What I would suggest is that UK politics leans into Brexit to some extent and takes time to tackle our domestic arrangements and shortcomings. In short, we need to ‘get our own house in order’ before applying to join again. There is a fair amount to reform, including the central-local government relationship and the First-Past-The-Post voting system. The latter may even lead to more European politics.
So by all means, make Rejoin an ultimate objective but it needs a heavy dose of realism, lots of time/patience, and dare I say it, some trade-offs along the journey.
Any less and I fear that Rejoiners are simply running towards a knock-out punch - the punch of a Cummings-esque Stay Out campaign that will say hourly that ‘we will have to join the euro’ and ‘we will lose all control over immigration again’. We are not ready for that and will lose.
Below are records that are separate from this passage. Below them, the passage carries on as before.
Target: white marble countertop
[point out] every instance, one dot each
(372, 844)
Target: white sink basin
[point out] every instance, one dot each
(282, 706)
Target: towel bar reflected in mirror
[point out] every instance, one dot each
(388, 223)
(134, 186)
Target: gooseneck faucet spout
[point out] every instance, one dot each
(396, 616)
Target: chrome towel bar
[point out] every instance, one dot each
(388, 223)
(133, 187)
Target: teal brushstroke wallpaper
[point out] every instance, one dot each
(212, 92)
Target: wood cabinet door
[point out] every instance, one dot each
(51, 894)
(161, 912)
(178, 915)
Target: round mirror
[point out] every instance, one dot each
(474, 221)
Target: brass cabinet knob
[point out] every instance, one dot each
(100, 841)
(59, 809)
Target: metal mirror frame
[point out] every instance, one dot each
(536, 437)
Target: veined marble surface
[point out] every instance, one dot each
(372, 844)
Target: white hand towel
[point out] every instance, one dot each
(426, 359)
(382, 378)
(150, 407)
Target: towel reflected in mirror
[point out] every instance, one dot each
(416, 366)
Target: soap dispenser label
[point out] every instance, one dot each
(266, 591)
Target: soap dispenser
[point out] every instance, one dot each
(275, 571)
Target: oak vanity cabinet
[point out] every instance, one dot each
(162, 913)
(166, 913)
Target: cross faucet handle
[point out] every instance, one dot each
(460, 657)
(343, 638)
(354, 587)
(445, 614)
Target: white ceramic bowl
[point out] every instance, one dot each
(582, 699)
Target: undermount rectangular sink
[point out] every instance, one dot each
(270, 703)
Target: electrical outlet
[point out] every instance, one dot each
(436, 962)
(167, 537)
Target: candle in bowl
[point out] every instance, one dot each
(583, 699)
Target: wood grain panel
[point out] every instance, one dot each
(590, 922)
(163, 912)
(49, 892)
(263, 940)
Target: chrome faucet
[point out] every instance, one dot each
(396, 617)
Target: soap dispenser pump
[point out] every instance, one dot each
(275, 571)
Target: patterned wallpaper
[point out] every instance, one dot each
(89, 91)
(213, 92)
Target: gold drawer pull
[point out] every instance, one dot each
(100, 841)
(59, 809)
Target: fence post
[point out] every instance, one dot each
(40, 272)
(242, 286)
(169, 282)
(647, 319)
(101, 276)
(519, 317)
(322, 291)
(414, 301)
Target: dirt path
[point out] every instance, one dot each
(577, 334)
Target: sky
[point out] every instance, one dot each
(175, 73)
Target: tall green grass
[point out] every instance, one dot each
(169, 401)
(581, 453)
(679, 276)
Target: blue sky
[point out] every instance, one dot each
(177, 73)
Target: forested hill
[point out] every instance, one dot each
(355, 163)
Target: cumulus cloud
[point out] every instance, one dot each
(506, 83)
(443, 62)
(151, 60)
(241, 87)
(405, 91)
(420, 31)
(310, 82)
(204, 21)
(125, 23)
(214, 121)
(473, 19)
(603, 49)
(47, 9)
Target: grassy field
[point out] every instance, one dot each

Rejoin needs some serious realism. And after ten years, I still don’t see it.
Disclaimer
History rarely moves in linear or predictable ways so there is always the possibility that something comes along to hasten a move to rejoining the EU. But one can’t bank on that.
Postscript
Should it be ‘Rejoin’ or ‘Join’? A thread here on Bluesky:
Short version: While ‘Join’ is attractive, it’s hard to beat ‘Rejoin’ as a statement of historical truth.



To make the positive case for free movement, it helps if people are better informed about how it works in practice. I have experienced this in Belgium myself & Mike Galsworthy recently explained it well while being interviewed by Arthur Snell. Under EUFOM everyone has the opportunity to move to another EU country. After 3 months they must register with the local authority which involves proving you have employment, private income or are dependent on another by showing information such as a recent bank statement, address, proof of study, income, pension etc. A joined up well functioning ID system entails there can be no cheating!
Other EU countries may have slightly different systems in place but as I said this is my experience of Belgium.
I greatly appreciate your ongoing commentary on this. My heart wants (Re)join, but there is indeed a lack of realism in UK on the deeply political requirements of the accession process, so this sort of sobriety is welcome.
As commentators like David Henig have pointed out on the butterfly website, a process of incremental technical engagement with the EU is essentially imposed on the UK whether there is political will to rejoin or not. For that reason I suspect the "tractor beam" characterisation carries its own hazards as a pathway to bring the UK back into the EU. In just the same way as an argument of economic and technical inevitability did not win the last referendum, I doubt it would win another. As you rightly point out, consent to rejoin must be enthusiastic.
For its faults, the light-on-detail pro-Europeanism which continues to haunt British politics is necessary and indispensable. It is the power plant for any positive future relationship with the EU, whether or not that includes membership. It's also born of desire to be part of a wider community, international relevance, respect and shared endeavour; the stuff that nations are made of.